Washington Ballet

We haven’t been to the ballet in a while. Tonight our friend Becky joins us.

She arrives just after I’ve finished vacuuming, just as she always does, before I’m finished dressing. We enjoy a wonderful early dinner and a couple bottles of wine. Then coffee. Then we’re off to the Kennedy Center for the Washington Ballet in something called the Bach/Beatles Project. It sounds perfectly dreadful.

First up is State of Wonder, choreographed by artistic director Septime Weber. Music is the Goldberg Variations, some of it recordings of Glenn Gould, other parts played onstage by a pianist and a harpsichordist. There’s the aria, twenty-nine variations, and the aria da capo. The dancing is very modern-influenced, but I find it beautiful, at turns moving and haunting and exhilarating.

The second program is Always, No Somtimes, choreographed by choreographer in residence Trey McIntyre. Dawn and Becky enjoy it, but I hate hate hate it. First, they use the actual Beatles recordings themselves, which is distracting. I’ve heard all these songs a million times, so they have meaning in and of themselves apart from what’s being presented and interpreted. As opposed to the Glenn Gould recordings, which I know of, but I don’t especially know. And then the Beatles songs lean more towards the Beatles’ later period (four songs are from the White Album) and are also somewhat McCartney heavy, neither of which things pleases me much. And the dancing is vaguely reminiscent of musical production numbers, gangs of dancers running to the beat or standing & tapping to the beat. Ob-la-di, Ob-la-da is especially loathesome, although Wild Honey Pie might be worse if it weren’t so incredibly short.

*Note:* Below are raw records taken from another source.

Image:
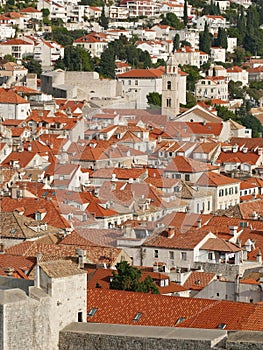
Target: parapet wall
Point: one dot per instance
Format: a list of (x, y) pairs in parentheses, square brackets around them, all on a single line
[(92, 336)]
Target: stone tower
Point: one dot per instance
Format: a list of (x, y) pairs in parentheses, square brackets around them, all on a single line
[(170, 88)]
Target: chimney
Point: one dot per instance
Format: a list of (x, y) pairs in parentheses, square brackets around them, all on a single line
[(14, 190), (37, 271), (259, 256), (9, 271), (81, 253), (233, 230), (245, 149)]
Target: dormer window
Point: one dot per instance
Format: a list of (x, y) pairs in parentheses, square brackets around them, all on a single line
[(137, 317), (92, 312)]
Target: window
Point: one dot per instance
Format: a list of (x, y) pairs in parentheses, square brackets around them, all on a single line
[(168, 102), (183, 256), (80, 318), (92, 312), (137, 317)]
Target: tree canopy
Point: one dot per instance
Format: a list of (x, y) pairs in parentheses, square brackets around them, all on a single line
[(75, 59), (173, 21), (128, 278), (33, 66)]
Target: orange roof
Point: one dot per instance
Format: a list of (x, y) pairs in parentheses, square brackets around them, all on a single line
[(8, 96), (158, 310), (214, 180), (188, 165), (198, 280), (29, 10), (143, 73)]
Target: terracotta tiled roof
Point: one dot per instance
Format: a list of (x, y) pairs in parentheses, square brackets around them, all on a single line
[(238, 157), (143, 73), (187, 240), (53, 216), (214, 180), (60, 268), (10, 97), (29, 10), (187, 165), (16, 42), (217, 244), (198, 280), (250, 143), (158, 310)]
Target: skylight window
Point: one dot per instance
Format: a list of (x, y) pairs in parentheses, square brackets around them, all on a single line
[(180, 319), (137, 317), (221, 326), (92, 312)]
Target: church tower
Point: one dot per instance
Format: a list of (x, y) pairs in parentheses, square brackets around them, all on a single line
[(170, 88)]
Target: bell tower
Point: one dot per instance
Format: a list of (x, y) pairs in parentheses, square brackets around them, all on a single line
[(170, 88)]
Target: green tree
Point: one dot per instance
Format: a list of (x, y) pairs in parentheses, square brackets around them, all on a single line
[(241, 25), (251, 122), (77, 59), (190, 100), (205, 39), (33, 66), (128, 278), (104, 21), (176, 42), (154, 100), (224, 113), (107, 64), (222, 38), (192, 77), (173, 21), (9, 58), (185, 13), (239, 55), (235, 90)]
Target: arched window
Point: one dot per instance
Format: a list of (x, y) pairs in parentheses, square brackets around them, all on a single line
[(168, 102)]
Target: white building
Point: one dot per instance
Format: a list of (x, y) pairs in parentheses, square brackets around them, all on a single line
[(238, 74), (18, 48), (187, 55), (214, 22), (218, 54), (212, 88), (12, 106), (48, 52), (6, 28), (141, 82)]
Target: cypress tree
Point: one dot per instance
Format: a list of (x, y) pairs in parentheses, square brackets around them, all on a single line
[(185, 13), (176, 42), (205, 40)]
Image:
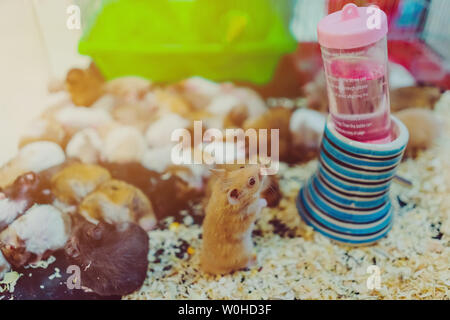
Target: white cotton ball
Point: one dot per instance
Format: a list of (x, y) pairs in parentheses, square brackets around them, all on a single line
[(158, 159), (39, 156), (159, 132), (306, 128), (105, 102), (124, 144), (202, 86), (42, 228), (82, 117), (255, 104), (85, 145), (9, 210), (223, 152)]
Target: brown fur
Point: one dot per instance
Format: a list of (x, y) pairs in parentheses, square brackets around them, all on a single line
[(227, 227)]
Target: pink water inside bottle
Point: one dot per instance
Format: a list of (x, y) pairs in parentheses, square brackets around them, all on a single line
[(354, 51), (359, 99)]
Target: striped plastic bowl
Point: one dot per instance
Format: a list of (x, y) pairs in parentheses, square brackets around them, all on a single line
[(347, 199)]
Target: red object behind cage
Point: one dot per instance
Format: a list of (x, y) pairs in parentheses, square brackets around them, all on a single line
[(388, 6)]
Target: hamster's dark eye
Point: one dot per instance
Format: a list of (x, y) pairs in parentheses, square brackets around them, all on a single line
[(234, 193), (95, 233)]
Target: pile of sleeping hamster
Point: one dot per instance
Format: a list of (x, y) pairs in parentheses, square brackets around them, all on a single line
[(94, 174)]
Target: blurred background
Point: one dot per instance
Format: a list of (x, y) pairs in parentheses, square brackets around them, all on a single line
[(270, 45)]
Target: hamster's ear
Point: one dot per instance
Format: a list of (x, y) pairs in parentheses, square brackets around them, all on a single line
[(218, 172), (233, 196)]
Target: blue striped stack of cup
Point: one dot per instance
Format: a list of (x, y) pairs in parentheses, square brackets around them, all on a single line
[(347, 199)]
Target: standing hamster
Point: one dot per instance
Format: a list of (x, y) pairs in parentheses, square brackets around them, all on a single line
[(230, 215)]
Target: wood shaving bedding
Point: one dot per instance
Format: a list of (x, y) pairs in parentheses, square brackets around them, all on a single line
[(296, 262)]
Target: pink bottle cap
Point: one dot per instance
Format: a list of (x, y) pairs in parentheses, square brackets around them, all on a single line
[(352, 27)]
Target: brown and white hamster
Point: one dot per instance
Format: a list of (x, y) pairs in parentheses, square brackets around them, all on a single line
[(230, 215), (112, 258)]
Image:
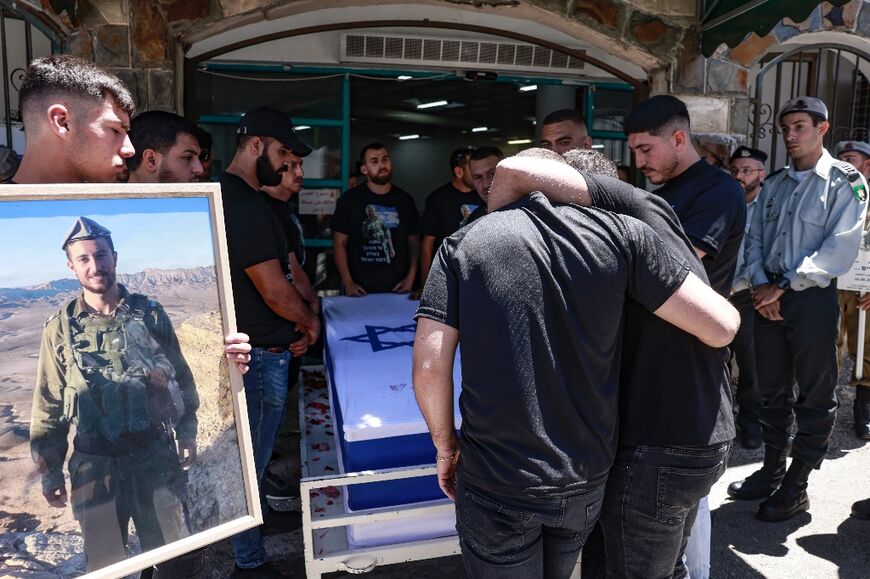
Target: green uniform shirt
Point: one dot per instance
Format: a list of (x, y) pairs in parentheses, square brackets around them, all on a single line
[(118, 354)]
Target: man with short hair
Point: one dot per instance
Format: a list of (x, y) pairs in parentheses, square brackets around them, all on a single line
[(747, 166), (673, 417), (481, 166), (376, 230), (447, 207), (110, 364), (76, 117), (564, 130), (708, 202), (528, 494), (268, 307), (206, 155), (805, 232), (166, 149), (857, 153)]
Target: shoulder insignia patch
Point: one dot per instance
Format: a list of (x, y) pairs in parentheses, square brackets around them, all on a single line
[(856, 180)]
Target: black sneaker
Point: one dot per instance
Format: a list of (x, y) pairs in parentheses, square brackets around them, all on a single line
[(271, 570), (277, 489)]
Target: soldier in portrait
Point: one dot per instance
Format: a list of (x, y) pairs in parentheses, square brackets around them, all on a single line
[(110, 364)]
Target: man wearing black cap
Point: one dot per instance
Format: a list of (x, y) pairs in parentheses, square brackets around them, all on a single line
[(857, 153), (376, 230), (268, 307), (446, 208), (805, 232), (747, 166)]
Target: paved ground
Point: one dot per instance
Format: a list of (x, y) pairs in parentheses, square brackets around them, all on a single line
[(825, 543)]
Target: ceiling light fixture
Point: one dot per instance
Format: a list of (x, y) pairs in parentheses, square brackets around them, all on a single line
[(431, 105)]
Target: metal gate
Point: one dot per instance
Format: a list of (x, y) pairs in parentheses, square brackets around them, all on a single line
[(22, 38), (835, 73)]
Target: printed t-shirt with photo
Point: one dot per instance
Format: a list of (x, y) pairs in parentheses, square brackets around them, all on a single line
[(378, 227)]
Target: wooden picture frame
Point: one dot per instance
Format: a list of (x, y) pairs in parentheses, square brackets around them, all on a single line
[(170, 245)]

That Erin Mahoney-Du has a hell of a lot of charisma, though. And she’s nine feet tall. She’s been my favorite since Emily Vonne SoRelle left. Well, I like Elizabeth Gaither. And Runqiao Du, I like him too. None of these are Dawn’s favorites, but she knows a lot more about ballet.

There are a ton of dishes to do when we get home. Dawn takes great pity on me and helps me.